Jan Van den Berghe
PhD student
Ir. at VUB in 2020

Main project: Reconciling engineering models of ejectors with experiments and CFD using physics-informed machine learning
Funding: UCL grant of 1 year
Supervisor(s): Yann Bartosiewicz

Although Computational Fluid Dynamics (CFD) have proven sufficiently accurate to analyse the complex flow fields in ejectors, their computational cost remains too high to drive the design and optimization phases at system scale operation.

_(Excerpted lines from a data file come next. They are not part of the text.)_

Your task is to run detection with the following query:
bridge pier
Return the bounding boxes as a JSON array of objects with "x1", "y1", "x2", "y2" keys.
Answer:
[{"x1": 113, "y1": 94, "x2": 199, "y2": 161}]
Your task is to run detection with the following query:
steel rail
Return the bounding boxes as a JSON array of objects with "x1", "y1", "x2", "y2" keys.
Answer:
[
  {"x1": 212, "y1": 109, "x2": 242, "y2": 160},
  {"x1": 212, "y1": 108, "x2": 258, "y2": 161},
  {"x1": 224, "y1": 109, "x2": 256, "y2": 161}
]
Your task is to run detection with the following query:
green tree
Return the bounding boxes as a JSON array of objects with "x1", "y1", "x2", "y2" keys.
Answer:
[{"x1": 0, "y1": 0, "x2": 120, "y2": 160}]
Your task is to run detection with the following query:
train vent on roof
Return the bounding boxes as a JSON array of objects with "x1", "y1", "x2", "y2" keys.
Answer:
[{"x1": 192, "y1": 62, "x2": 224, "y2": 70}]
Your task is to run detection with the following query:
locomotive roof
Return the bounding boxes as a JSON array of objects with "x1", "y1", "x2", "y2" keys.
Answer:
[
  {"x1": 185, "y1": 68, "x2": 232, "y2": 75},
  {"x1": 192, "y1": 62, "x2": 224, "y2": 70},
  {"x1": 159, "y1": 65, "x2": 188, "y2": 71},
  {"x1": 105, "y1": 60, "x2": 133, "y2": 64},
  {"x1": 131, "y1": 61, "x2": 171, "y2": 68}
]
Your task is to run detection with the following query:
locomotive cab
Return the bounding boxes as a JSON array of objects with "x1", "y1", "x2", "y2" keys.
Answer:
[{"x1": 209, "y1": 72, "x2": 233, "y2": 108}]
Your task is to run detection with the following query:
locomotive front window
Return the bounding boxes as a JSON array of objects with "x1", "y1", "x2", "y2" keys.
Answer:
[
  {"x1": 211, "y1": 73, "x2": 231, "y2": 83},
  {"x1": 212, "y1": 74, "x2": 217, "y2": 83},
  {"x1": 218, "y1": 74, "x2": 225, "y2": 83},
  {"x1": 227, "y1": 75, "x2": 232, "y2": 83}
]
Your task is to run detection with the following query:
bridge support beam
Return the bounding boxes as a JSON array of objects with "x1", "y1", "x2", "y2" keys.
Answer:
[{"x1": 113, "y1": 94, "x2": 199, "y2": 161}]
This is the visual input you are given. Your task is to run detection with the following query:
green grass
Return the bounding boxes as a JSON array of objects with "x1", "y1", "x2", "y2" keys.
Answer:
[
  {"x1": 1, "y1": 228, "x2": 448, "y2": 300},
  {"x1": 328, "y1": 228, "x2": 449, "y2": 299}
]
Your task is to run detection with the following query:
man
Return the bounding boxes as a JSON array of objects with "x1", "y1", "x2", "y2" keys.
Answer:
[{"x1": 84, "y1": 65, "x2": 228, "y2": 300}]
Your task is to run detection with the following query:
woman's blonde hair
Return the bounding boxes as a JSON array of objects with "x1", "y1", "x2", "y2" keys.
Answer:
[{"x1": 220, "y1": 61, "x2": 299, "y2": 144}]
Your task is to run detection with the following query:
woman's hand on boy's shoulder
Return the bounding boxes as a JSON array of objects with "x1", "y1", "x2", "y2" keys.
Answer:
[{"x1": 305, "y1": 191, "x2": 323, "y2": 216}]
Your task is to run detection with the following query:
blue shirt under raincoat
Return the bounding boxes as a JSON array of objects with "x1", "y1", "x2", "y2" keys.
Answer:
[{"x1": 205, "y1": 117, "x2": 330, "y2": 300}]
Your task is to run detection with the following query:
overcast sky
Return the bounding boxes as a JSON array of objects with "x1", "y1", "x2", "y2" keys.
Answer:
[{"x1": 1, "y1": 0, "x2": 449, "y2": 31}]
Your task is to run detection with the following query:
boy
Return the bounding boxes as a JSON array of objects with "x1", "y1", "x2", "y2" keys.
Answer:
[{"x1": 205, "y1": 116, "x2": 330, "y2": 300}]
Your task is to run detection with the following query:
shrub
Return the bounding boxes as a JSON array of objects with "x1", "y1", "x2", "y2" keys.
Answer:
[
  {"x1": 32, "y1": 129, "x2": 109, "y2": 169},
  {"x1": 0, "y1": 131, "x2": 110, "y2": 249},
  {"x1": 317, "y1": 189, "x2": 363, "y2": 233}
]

In that case, Lumped Parametric Models (LPM) are vastly preferable because of their lower computational cost. LPM models are based on integral balances and usually 0D formulations from isentropic gas dynamics. However, the lumping of complex physical phenomena such as turbulent mixing, oblique shock patterns and shock-boundary layer interaction into LPMs requires several closure parameters such as isentropic efficiencies. Moreover, LPMs are designed to predict global quantities such as the entrainment ratio or efficiency but are unaware of the stream-wise evolution of local parameters such as velocity, pressure, or Mach number, which only CFD can access. Finally, none of the LPMs presented in the literature consider the problem of modelling ejectors in transient conditions, which can be of primary importance at system scale operation.

This thesis aims to bridge the gap between classic LPMs and CFD approaches by introducing a new family of self-calibrating 1D models that use physics informed machine learning. In particular, the proposed models will combine 1D and unsteady gas dynamics with closure parameters that depend on local variables and properties. The functional relation linking closure models and flow parameters will be encoded in the form of Artificial Neural Networks (ANNs), and their calibration (i.e., the training of the ANN) will be automatic and online, i.e., while data is progressively collected. The model and the automated calibration procedure will be tested on experimental and numerical data. Hence the machine learning techniques will be used here to help the physical model to be closed, i.e., where our knowledge of the governing equations reaches its limit to derive universal relations for exchange of mass, momentum and energy in complex situations.

IMMC main research direction(s):
Fluid mechanics

machine learning

Research group(s): TFL
Collaborations: In collaboration with the von Karman Institute for Fluid Dynamics (VKI). The co-supervisor is Prof. Miguel Mendez.